Practically all the local Chechen media are now under total control of the pro-Moscow Chechen government of Ramzan Kadyrov.

==Beslan hostage crisis==
In several incidents reporters critical of the Russian government could not get to Beslan during the crisis. They included Andrey Babitsky, who was indicted on hooliganism after a brawl with two men who picked a fight with him in the Moscow Vnukovo Airport and sentenced to a 15-day arrest. The late Novaya Gazeta journalist Anna Politkovskaya, who had negotiated during the 2002 Moscow siege, was twice prevented by the authorities from boarding a flight. When she eventually succeeded, she fell into a coma after being poisoned aboard an airplane bound to Rostov-on-Don.

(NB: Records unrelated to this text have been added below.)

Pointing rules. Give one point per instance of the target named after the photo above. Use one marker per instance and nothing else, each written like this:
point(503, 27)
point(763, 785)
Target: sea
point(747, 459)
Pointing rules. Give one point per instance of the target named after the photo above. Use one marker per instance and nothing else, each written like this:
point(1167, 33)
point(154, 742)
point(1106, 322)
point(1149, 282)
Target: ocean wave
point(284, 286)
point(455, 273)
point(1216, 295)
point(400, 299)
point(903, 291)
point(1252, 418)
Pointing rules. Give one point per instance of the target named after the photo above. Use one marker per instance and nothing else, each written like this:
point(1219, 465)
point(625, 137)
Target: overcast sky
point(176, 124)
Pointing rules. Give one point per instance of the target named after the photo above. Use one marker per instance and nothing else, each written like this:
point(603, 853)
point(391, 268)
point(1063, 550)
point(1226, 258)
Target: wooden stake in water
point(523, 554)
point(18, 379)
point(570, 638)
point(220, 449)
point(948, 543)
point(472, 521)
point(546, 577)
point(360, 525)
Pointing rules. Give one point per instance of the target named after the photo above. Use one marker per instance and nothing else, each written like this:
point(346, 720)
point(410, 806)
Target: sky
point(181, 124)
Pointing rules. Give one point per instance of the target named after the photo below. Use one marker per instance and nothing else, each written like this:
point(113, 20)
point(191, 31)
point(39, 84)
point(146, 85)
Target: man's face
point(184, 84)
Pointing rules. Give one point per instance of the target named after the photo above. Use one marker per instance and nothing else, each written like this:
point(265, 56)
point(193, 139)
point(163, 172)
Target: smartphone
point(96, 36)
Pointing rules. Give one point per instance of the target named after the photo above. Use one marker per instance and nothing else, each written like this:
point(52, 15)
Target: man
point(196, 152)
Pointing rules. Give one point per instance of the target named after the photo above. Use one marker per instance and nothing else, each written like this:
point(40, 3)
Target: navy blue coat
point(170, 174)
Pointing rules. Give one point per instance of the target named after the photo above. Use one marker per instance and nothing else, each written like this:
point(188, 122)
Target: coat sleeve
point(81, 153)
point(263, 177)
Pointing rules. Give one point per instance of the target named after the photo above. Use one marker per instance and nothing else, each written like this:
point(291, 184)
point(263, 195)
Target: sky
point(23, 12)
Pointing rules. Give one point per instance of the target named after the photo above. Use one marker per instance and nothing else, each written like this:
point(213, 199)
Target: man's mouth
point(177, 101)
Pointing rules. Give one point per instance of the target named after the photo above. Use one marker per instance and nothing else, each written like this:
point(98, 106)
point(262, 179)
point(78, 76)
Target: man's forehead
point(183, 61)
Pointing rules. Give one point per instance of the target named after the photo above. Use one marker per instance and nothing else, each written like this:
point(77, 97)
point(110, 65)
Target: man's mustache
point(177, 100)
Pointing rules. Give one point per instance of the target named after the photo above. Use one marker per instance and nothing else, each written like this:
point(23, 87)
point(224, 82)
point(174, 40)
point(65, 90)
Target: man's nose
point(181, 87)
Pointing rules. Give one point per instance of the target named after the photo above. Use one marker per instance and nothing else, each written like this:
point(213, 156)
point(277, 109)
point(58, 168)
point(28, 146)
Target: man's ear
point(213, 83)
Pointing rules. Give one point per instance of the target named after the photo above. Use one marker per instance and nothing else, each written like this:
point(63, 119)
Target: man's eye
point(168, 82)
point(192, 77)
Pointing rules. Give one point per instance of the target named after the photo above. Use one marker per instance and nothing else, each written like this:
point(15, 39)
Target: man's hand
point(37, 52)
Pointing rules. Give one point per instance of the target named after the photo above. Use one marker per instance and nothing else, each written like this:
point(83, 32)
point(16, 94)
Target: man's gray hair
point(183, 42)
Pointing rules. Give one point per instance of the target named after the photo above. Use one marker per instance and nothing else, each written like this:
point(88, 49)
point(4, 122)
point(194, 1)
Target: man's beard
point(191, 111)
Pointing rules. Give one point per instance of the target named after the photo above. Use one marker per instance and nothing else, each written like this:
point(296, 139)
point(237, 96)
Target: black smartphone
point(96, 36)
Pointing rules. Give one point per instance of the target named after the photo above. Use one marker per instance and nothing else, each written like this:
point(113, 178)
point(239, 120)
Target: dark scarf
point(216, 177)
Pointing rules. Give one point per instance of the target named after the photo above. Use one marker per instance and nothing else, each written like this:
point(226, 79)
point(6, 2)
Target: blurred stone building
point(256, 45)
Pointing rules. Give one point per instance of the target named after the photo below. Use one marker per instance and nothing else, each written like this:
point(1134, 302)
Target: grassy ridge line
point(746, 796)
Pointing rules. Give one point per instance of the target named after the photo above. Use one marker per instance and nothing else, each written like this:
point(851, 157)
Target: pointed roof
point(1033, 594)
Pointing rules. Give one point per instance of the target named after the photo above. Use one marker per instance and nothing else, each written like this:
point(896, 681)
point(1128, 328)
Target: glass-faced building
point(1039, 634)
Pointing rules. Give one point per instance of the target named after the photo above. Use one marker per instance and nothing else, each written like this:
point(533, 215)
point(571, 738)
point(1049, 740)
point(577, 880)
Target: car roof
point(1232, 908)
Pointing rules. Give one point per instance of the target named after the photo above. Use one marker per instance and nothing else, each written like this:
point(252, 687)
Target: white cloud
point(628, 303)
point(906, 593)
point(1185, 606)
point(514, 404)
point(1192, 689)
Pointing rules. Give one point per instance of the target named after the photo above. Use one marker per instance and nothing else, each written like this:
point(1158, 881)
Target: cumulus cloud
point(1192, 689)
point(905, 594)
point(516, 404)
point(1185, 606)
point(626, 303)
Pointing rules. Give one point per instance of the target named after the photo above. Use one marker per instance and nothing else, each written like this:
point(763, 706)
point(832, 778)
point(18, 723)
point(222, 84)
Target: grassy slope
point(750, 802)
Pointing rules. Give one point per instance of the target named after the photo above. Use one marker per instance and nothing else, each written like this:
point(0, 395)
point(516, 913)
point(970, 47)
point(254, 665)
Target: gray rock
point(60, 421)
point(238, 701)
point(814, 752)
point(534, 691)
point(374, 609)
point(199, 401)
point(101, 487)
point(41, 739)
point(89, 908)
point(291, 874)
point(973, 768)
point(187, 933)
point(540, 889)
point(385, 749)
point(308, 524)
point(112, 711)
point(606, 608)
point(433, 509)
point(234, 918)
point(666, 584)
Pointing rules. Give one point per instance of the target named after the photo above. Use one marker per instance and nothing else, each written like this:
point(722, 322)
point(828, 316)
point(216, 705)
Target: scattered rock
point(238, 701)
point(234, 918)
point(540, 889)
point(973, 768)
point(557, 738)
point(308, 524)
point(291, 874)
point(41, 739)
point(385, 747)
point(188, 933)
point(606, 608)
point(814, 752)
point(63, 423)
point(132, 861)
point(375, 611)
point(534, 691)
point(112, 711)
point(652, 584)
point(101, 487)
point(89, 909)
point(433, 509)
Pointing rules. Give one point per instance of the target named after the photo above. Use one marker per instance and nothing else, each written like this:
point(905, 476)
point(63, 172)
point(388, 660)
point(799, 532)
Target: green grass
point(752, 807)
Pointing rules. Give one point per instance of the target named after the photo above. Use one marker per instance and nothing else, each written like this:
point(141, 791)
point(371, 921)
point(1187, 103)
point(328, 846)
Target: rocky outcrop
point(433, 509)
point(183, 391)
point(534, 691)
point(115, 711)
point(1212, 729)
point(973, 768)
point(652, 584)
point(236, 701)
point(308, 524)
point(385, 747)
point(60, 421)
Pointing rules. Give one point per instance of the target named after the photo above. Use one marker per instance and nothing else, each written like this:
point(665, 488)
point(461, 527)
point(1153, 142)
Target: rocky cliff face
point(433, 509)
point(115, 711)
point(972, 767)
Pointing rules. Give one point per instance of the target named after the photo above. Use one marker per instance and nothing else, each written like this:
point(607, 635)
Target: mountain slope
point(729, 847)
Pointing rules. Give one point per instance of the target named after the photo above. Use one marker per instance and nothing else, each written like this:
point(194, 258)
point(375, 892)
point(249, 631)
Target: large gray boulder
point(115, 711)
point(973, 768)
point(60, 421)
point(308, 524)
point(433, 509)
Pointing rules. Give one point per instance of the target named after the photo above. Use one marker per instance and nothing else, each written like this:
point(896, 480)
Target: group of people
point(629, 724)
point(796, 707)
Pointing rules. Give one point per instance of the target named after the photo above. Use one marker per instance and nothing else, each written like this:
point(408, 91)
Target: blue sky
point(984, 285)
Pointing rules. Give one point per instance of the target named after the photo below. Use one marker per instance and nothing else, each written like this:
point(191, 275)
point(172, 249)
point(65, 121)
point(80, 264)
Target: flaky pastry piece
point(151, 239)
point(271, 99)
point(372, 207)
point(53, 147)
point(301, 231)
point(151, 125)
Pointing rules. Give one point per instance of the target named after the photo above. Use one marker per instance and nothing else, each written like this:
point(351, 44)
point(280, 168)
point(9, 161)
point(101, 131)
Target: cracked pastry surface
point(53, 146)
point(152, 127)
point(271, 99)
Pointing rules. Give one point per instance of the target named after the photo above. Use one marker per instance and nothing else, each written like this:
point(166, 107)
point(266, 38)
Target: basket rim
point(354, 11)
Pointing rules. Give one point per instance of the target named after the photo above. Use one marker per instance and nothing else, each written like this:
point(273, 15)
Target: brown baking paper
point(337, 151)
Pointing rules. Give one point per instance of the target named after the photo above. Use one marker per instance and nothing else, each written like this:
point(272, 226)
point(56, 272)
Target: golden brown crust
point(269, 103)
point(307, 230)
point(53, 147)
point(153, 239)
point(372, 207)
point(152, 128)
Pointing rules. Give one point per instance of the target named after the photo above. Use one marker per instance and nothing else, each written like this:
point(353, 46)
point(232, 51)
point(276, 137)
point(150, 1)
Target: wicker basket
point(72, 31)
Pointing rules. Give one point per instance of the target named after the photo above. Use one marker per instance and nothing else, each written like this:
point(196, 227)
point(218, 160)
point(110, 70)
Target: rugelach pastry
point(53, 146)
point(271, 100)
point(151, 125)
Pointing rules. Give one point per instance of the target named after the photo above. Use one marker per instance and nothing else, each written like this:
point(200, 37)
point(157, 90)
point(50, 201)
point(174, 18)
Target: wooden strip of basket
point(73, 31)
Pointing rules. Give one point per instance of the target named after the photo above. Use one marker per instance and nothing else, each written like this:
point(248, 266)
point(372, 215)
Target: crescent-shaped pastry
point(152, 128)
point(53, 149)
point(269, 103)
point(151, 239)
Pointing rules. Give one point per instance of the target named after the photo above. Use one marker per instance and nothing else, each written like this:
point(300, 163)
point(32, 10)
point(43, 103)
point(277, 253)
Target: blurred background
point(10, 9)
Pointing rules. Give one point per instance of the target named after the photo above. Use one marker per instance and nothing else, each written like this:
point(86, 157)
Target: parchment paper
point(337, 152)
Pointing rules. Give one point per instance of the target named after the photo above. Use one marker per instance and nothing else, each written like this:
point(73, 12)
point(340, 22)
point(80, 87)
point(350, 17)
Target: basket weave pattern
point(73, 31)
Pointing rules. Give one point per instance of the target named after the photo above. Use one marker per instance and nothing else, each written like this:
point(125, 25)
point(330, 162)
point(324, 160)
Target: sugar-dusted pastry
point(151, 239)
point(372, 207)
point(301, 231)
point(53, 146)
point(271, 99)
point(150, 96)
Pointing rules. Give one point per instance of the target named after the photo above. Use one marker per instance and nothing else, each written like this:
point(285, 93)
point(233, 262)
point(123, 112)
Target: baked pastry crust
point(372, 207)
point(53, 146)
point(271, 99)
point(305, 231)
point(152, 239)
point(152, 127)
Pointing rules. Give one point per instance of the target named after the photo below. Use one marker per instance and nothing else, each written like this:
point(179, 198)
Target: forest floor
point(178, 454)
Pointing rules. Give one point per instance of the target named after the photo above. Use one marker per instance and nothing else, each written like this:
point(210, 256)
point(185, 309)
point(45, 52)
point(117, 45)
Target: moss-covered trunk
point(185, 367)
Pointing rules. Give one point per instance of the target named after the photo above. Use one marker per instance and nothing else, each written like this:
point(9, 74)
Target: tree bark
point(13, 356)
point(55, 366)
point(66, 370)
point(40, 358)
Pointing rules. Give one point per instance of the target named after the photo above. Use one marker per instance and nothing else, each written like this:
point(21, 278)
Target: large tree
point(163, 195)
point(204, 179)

According to the report by the Organization for Security and Co-operation in Europe (OSCE), several correspondents were detained in Beslan (including Russians Anna Gorbatova and Oksana Semyonova from Novye Izvestia, Madina Shavlokhova from Moskovskij Komsomolets, Elena Milashina from Novaya Gazeta, and Simon Ostrovskiy from The Moscow Times). Several foreign journalists were also briefly detained, including a group of foreign journalists from Polish Gazeta Wyborcza, French Libération and British The Guardian. The chief of the Moscow bureau of the Arab TV channel Al Jazeera was framed into the possession of a round of ammunition at the airfield in Mineralnye Vody.

Many foreign journalists were exposed to pressure from the security forces and the materials were confiscated from TV crews from ZDF and ARD (Germany), APTN (USA), and Rustavi 2 (Georgia). The crew of Rustavi 2 was arrested; the Georgian Minister of Health said that the correspondent Nana Lezhava, who had been kept for fives days in the Russian pre-trial detention centers, had been poisoned with dangerous psychotropic drugs (like Politkovskaya, Lezhava passed out after being given a cup of tea). The crew from another Georgian TV channel Mze was expelled from Beslan.

Raf Shakirov, chief editor of the Izvestia newspaper, was forced to resign after criticism by the major shareholders of both style and content of the September 4, 2004 issue. In contrast to the less emotional coverage by other Russian newspapers, Izvestia had featured large pictures of dead or injured hostages. It also expressed doubts about the government's version of events.

According to a poll by Levada Center conducted a week after Beslan crisis, 83% of polled Russians believed that the government was hiding at least a part of the truth about the Beslan events from them. According to the poll by Echo of Moscow radio station, 92% of the people polled said that Russian TV channels concealed parts of information.